Года не прошло, как Любовь Владимировна подарила мужу первую дочь. Ее назвали Мариной. К штату генеральской прислуги в доме 7 прибавилась нянюшка Домна. Кто мог предугадать в том мирном 1912 году, какая роль уготована ей в этой семье (и в зарубежной искусствоведческой литературе, где ее на зарубежный манер называют «Домна Трифоноф»).

А на Рождество 1913 года (по новому стилю – 5 января 1914 года) Любовь де Сталь родила мужу сына, которого назвали Николаем в честь святого Николая Мирликийского. Крестили его в славном Петропавловском соборе, усыпальнице русских царей. По этому случаю собрались все Глазуновы, все Стали фон Гольштейны, все Бередниковы, вино лилось рекой.

Последнее, впрочем, наша догадка, а главное событие, крещение отражено в документе, который дошел до нас в целости и сохранности через столетье крушений и бед, войн и пожаров, мрак гонений и насилия.
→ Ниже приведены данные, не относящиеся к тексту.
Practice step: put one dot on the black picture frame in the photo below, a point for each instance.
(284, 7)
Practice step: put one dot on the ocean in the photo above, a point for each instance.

Не в России, конечно, уцелел, где все жгли или корыстно засекречивали, а где-то там, у мирных французов или бельгийцев, которых уже скоро сто лет, как жареный петух ни в какие места не клевал. Вот он, этот старенький, никем не оспоренный, потому как не имел политического значения, нисколько не исторический, а все же имеющий к герою нашей книги отношение, вполне подлинный документ:

«ВЫПИСЬ ИЗ МЕТРИЧЕСКОЙ КНИГИ, ЧАСТЬ ПЕРВАЯ

О РОДИВШИХСЯ ЗА 1914 ГОД

Счет родившихся. Мужеска пола. Женска пола.

Месяц и день. Рождения. 1913 года. Декабря двадцать третьяго.

Крещения. Января двадцать шестого.

Имена родившихся. Николай в честъ Святого Николая Мирликийского,

Празднуемого Св. Церковью 9 Мая».

Ниже – круглая печать с силуэтом петропавловской колокольни и надписью «Петропавловский придворный собор».

«Звание, имя, отчество и фамилия родителей и какого вероисповедания. Помощник коменданта С.-Петербургской Крепостн Генерал-Лейтенант барон Владимир Иванович Сталь фон Голъштейн и законная жена его Любовь Владимировна Сталь фон Гольштейн. Оба второбрачные и православные.

Звание, имя отчество и фамилия восприемников.

Камер паж Высочайшего Двора барон Владимир Владимирович Сталь фон Гольштейн и надворный советник Константин Владимирович Бередников, дочь генерал-адъютанта баронесса Александра Ивановна Сталь фон Гольштейн и жена Гофмейстера Высочайшего Двора Людмила Ивановна Любимова.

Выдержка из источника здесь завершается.